Somos nada. Pero somos hijos de
Dios. Aunque a veces nos creemos casi Dios, o por contra -soberbia, soberbia-
pensamos que no tenemos remedio y la esperanza se nos desespera entre unas
cosas y otras.
El caso es contar con el amor de
Dios, con Su misericordia, perdón, ternura, mimo y amorosa Providencia. Él es
el que lo hace todo, Él se ocupa de todo si confiamos, si aprendemos a ser
humildes, a darnos cuenta. Cualquier cosita, por pequeña que sea, por Dios, se
torna en infinita.
También el sufrimiento y tantas
agonías. ¿Qué es el hombre sin Dios, sin Su padre amorosísimo? Miremos a
nuestro alrededor, abramos los periódicos o veamos los telediarios o salgamos a
la calle.

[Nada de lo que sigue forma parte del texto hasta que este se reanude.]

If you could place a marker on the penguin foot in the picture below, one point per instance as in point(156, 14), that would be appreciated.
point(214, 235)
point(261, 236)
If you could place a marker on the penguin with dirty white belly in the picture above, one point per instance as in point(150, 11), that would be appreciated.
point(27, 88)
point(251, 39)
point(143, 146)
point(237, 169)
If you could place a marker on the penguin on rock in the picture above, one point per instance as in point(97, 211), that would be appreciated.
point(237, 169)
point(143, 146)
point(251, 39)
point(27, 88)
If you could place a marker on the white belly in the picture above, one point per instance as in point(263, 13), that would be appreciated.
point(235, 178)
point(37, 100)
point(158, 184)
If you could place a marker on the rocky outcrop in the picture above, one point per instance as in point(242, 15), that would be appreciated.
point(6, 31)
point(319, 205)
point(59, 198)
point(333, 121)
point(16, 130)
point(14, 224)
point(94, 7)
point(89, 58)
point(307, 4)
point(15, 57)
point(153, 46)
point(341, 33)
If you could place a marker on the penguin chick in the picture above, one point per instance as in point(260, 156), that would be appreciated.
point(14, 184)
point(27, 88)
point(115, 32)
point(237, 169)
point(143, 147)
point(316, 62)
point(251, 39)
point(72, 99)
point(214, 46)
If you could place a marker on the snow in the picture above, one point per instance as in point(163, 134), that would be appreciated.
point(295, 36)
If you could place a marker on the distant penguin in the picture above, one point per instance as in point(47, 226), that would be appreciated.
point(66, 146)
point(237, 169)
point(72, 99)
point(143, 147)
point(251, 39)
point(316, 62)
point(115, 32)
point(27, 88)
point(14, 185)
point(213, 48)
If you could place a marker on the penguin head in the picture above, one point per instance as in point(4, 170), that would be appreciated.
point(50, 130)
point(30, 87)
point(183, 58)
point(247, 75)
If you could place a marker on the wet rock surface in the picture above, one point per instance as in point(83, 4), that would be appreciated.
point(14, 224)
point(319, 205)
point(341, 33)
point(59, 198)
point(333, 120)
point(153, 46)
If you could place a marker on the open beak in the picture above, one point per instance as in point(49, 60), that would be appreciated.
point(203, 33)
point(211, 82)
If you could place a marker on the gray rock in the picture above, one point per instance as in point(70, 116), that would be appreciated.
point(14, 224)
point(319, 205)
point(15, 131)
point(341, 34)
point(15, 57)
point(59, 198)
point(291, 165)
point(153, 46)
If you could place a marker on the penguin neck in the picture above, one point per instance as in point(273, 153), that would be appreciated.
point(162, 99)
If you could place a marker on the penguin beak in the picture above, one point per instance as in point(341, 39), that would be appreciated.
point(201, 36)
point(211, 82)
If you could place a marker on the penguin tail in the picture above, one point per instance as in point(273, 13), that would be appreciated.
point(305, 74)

O leamos libros o Internet. "¿Por qué se amotinan las
naciones?", dice el salmo II.
La metafísica se está quedando sin
metafísica, la vida sin norte, la mirada sin luz... ¿Dónde se ha metido la
felicidad, dónde la poesía o la conciencia? Sin Dios todo lo demás se queda
seco, inane, como muerto, como sin belleza y resplandor.
Pidamos, pidamos, pidamos. Con
sencillez y constancia. La humanidad necesita el amor a Dios. Todos necesitamos
de ese cariño sobrenatural, de esa conversión, de esa revelación que sólo viene
del corazón de Cristo, Suma Claridad.
El mundo, las diversas culturas, los
gobiernos, cada uno de nosotros, no puede vivir sin estar a bien con Dios, sin
enamorarnos de Él, sin tener en cuenta Su parecer. Sin Dios no hay paz, no hay
gozo real, no vemos los mismos colores, no acertamos con la sonrisa o la paz.
Confiemos,
sí, confiemos. Porque no somos nada, porque la mitad de la vida -o más- andamos
desperdigados, perdidos, como mucho con una vela a Dios y otra al diablo. Así
de comodones y de conformistas, así de pecadores y de rebeldes. Y de aburridos.